Halo_ The Fall of Reach - Eric Nylund [107]
The Master Chief started toward the gravel yard.
“Wait,” Cortana said. “I’m picking up far infrared signals on your thermal sensors. An encrypted sequence . . . decoding . . . yes, there. It’s an activation signal for a Lotus mine. They’ve mined the field, Master Chief.”
The Master Chief froze. He’d used Lotus mines before and knew the damage they could inflict. The shaped charges ripped though the armor plate of a tank like it was no thicker than an orange peel.
This would slow him down considerably.
Not crossing the obstacle course was no option. He had his orders. He wouldn’t cheat and go around. He had to prove that he and Cortana were up for this test.
“Any ideas?” he asked.
“I thought you’d never ask,” Cortana replied. “Find the position of one mine, and I can estimate the rough position of the others based on the standard randomization procedure used by UNSC engineers.”
“Understood.”
The Master Chief grabbed a grenade, pulled the pin, counted to three, and lobbed it into the middle of the field. It bounced and exploded—sending a shock wave through the ground—tripping two of the Lotus mines. Twin plumes of gravel and dust shot into the air. The detonation shook his teeth.
He wondered if the armor’s shields could have survived that. He didn’t want to find out while he was still inside the thing. He boosted the field strength on the bottom of his boots to full.
Cortana overlaid a grid on his heads-up display. Lines flickered as she ran through the possible permutations.
“Got a match!” she said. Two dozen red circles appeared on his display. “That’s ninety-three percent accurate. The best I can do.”
“There are never any guarantees,” the Master Chief replied. He stepped onto the gravel, taking short, deliberate steps. With the shields activated on the bottoms of his boots, it felt like he was skating on greased ice.
He kept his head down, picking his way between red dots on his display. If Cortana was wrong, he probably wouldn’t even know it. The Master Chief saw the gravel had ended. He looked up. He had made it. “Thank you, Cortana. Well done.” “You’re welcome . . .” Her voice trailed off. “Picking up scrambled radio frequencies on the D band.
Encrypted orders from this facility to Fairchild Airfield. They’re using personal codewords, too—so I can’t tell what they’re up to. Whatever it is, I don’t like it.” “Keep your ears open.”

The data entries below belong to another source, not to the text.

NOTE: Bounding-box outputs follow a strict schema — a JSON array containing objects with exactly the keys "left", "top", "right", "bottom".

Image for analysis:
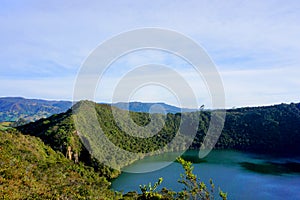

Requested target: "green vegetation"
[
  {"left": 0, "top": 129, "right": 226, "bottom": 200},
  {"left": 0, "top": 130, "right": 115, "bottom": 199},
  {"left": 18, "top": 101, "right": 300, "bottom": 179},
  {"left": 0, "top": 97, "right": 72, "bottom": 121},
  {"left": 0, "top": 122, "right": 12, "bottom": 131},
  {"left": 132, "top": 157, "right": 227, "bottom": 200},
  {"left": 7, "top": 101, "right": 300, "bottom": 199}
]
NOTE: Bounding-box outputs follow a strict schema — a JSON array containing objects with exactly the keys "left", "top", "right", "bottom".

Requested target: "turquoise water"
[{"left": 112, "top": 151, "right": 300, "bottom": 200}]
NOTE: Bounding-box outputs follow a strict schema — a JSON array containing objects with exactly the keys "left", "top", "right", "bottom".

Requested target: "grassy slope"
[{"left": 0, "top": 130, "right": 114, "bottom": 199}]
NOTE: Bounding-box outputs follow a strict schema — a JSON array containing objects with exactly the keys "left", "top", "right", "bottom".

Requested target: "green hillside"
[
  {"left": 0, "top": 130, "right": 114, "bottom": 200},
  {"left": 0, "top": 97, "right": 72, "bottom": 123},
  {"left": 18, "top": 101, "right": 300, "bottom": 173}
]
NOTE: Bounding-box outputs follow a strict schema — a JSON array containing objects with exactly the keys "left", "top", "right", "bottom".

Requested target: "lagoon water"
[{"left": 112, "top": 150, "right": 300, "bottom": 200}]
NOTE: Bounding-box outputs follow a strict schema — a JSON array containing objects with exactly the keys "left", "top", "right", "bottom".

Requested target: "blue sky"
[{"left": 0, "top": 0, "right": 300, "bottom": 107}]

“I always do.” He ran to the next section of the obstacle course: the razor field. Here, recruits had to crawl in the mud under razor wire as their instructors fired live rounds over them. A lot of soldiers discovered whether they had the guts to deal with bullets zinging a centimeter over their heads.
Along either side of the course there was something new: three 30mm chain-guns mounted on tripods. “Weapons emplacements are targeting us, Chief!” Cortana announced. The Master Chief wasn’t about to wait and see if those chain-guns had a minimum-depth setting. He had
no intention of crawling across the field and letting the chain-guns’ rapid rate of fire chip away at his shields.
The chain-guns clicked and started to turn. He sprinted to the nearest tripod-mounted gun. He opened fire with his assault fire, shot the lines that powered the servos—then spun the chain-gun around to face the others.
He crouched behind the blast shield and unloaded on the adjacent gun. Chain-guns were notoriously hard to aim; they were best known for their ability to fill the air with gunfire. Cortana adjusted his targeting reticle to sync up with the chain-gun. With her help, he hit the adjacent weapon emplacements. John guided a stream of fire into the guns’ ammo packs. Moments later, in a cloud of fire and smoke, the guns fell silent . . . then toppled.
The Master Chief ducked, primed a grenade, and hurled it at the closest of the remaining automated weapons. The grenade sailed through the air—then detonated just above the autogun.
“Chain-gun destroyed,” Cortana reported. Two more grenades and the automated guns were out of commission.